Un problema creciente en el atletismo femenino
El de Ostrander no es un caso aislado en el atletismo de élite, ni mucho menos. El pasado octubre se hizo público que la norteamericana Mary Cain, otrora una niña prodigio del mediofondo, había demandado por 20 millones de dólares a su extrenador Alberto Salazar por maltrato psicológico. Dos años antes, a finales de 2019, Cain aseguró en el New York Times que el preparador estadounidense, actualmente suspendido por dopaje, le hizo pasar “cuatro años miserables” en el Nike Oregon Project. Acusó a Salazar de estar “obsesionado” con su peso, de exigirla estar “cada vez más y más delgada” y de obligarla a perder dos kilos cada vez que el resultado en una carrera no era el deseado, además de avergonzarla delante de sus compañeros con burlas hacia su peso y su cuerpo. Cain perdió la menstruación durante tres años y sufrió cinco fracturas óseas en ese periodo. No ha vuelto a competir a nivel internacional.
También en octubre de 2021 seis antiguas atletas de la Universidad de Oregon denunciaron sentirse menospreciadas como personas y en riesgo de padecer trastornos alimenticios por culpa del sistema de entrenamiento enfocado en el peso y los porcentajes de grasa corporal que sigue su college. “He visto un repugnante número de casos de desorden alimenticio en el equipo femenino de atletismo, todo porque los entrenadores (con Ben Johnson a la cabeza) creen que el porcentaje de grasa corporal es un indicador clave del rendimiento”, sostiene una de esas atletas, cuyo nombre no ha se ha hecho público.

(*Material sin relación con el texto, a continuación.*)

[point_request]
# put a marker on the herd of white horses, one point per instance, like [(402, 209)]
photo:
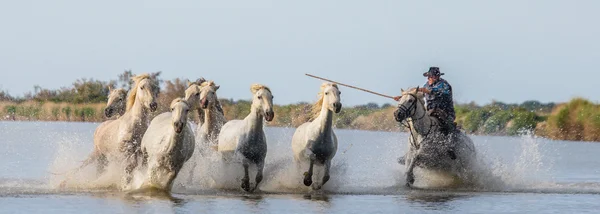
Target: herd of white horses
[(163, 144)]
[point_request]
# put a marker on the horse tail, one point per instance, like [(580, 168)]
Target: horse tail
[(91, 159)]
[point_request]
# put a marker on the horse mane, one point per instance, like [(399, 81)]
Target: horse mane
[(207, 83), (197, 82), (121, 91), (257, 87), (177, 100), (137, 79), (316, 108)]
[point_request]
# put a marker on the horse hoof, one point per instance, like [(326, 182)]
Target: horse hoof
[(410, 180), (246, 185), (307, 179), (401, 160), (325, 179), (317, 187), (452, 154)]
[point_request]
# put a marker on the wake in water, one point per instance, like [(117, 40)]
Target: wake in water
[(356, 169)]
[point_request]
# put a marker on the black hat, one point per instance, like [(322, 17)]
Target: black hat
[(433, 71)]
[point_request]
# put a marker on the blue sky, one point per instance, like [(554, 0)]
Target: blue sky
[(507, 50)]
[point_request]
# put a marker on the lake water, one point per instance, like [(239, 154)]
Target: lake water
[(518, 175)]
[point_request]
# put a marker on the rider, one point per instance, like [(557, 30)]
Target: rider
[(438, 94)]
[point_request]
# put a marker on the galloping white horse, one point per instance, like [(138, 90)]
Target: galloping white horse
[(245, 139), (204, 98), (315, 142), (116, 102), (428, 148), (119, 140), (167, 145)]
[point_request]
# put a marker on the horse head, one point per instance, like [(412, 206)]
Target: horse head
[(145, 91), (208, 95), (410, 105), (263, 101), (116, 102), (179, 111), (331, 97)]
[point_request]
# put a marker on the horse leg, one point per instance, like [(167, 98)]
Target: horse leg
[(327, 167), (101, 164), (130, 165), (259, 167), (246, 179), (410, 176), (308, 175)]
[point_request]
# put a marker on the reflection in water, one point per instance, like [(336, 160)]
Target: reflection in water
[(433, 200), (253, 202), (317, 197)]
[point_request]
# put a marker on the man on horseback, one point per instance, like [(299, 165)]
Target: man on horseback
[(438, 94)]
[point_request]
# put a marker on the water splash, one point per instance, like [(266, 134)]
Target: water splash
[(368, 166)]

En Oregon, el problema trascendía más allá del cuerpo técnico. Una de las atletas asegura que cuando le midieron la grasa corporal por primera vez llevaba un año y medio sin tener el periodo y que el nutricionista de la universidad estaba al tanto de ello. Sin embargo, cuando el test arrojó un resultado del 16% de masa corporal, ese mismo nutricionista le sugirió reducirlo al 13% bajo la amenaza de no renovar su beca.